In the main we make allowances when 7 year olds make mistakes, especially social ones. We focus on helping that child to understand that what they have said is unacceptable and helping them to learn for the future. We do not expect them to arrive fully socially formed and aware.

The chances are he did not want to play with this girl for lots of reasons. Choosing friends is part of primary learning.

Whoever put this in a WA group was out of order - it is so easy for children to feel ostracized and parental piling in does not help. Who amongst us has not had a moment when a child of ours does something we wish they had not? - hit, spat, lost their tempers etc. - or like one of my little ones who asked why a fat lady approaching us in the street had "no knees" - we all have moments when we want the floor to swallow us up. We use it as a learning opportunity and make allowances for their immaturity, whilst at the same time being quite clear about what is acceptable or not.

I would speak to the girl's mother and say you are very sad to hear what your son said and that she can rest assured that you are dealing with this with your son.
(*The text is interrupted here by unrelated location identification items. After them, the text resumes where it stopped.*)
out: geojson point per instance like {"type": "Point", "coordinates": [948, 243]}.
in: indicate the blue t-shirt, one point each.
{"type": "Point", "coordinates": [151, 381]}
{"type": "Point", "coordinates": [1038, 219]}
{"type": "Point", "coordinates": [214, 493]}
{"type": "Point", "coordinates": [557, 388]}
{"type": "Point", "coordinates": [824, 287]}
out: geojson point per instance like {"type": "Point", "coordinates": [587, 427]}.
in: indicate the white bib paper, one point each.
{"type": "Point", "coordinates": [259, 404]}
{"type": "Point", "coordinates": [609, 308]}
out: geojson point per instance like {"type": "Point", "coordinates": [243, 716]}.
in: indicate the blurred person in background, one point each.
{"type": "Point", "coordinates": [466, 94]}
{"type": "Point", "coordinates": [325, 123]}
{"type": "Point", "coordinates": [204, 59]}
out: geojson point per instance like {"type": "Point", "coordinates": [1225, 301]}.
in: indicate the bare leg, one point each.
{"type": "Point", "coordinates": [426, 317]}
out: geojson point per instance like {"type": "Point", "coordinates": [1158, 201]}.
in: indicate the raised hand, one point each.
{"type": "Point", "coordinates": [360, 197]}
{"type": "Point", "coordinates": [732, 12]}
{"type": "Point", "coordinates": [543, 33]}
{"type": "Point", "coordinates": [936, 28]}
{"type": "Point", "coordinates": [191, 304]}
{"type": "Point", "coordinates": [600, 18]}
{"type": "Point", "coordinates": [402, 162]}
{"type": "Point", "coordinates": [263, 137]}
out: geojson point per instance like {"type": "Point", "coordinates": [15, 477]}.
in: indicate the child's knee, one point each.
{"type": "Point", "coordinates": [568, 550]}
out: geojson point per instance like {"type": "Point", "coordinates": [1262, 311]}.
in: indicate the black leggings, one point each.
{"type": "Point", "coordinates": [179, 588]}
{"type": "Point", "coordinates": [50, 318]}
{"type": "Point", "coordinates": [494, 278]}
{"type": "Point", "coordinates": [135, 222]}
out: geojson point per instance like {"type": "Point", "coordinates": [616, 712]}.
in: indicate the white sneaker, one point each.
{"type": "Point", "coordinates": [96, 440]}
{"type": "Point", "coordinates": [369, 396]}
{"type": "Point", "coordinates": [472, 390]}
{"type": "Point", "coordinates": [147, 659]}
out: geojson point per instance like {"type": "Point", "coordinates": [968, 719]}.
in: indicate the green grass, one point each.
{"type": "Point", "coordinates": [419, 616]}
I am sure this girl has herself done things her mother would rather she had not - hopefully she will understand and will appreciate your seeking her out.

I think it is worth making the teacher aware of what has happened so that he/she can be on the alert for any discomfort from the girl involved.

Unfortunately I do not think you can do anything about what goes onto a private group chat. Fellow parents should understand that our children (especially when small) sometimes let us down.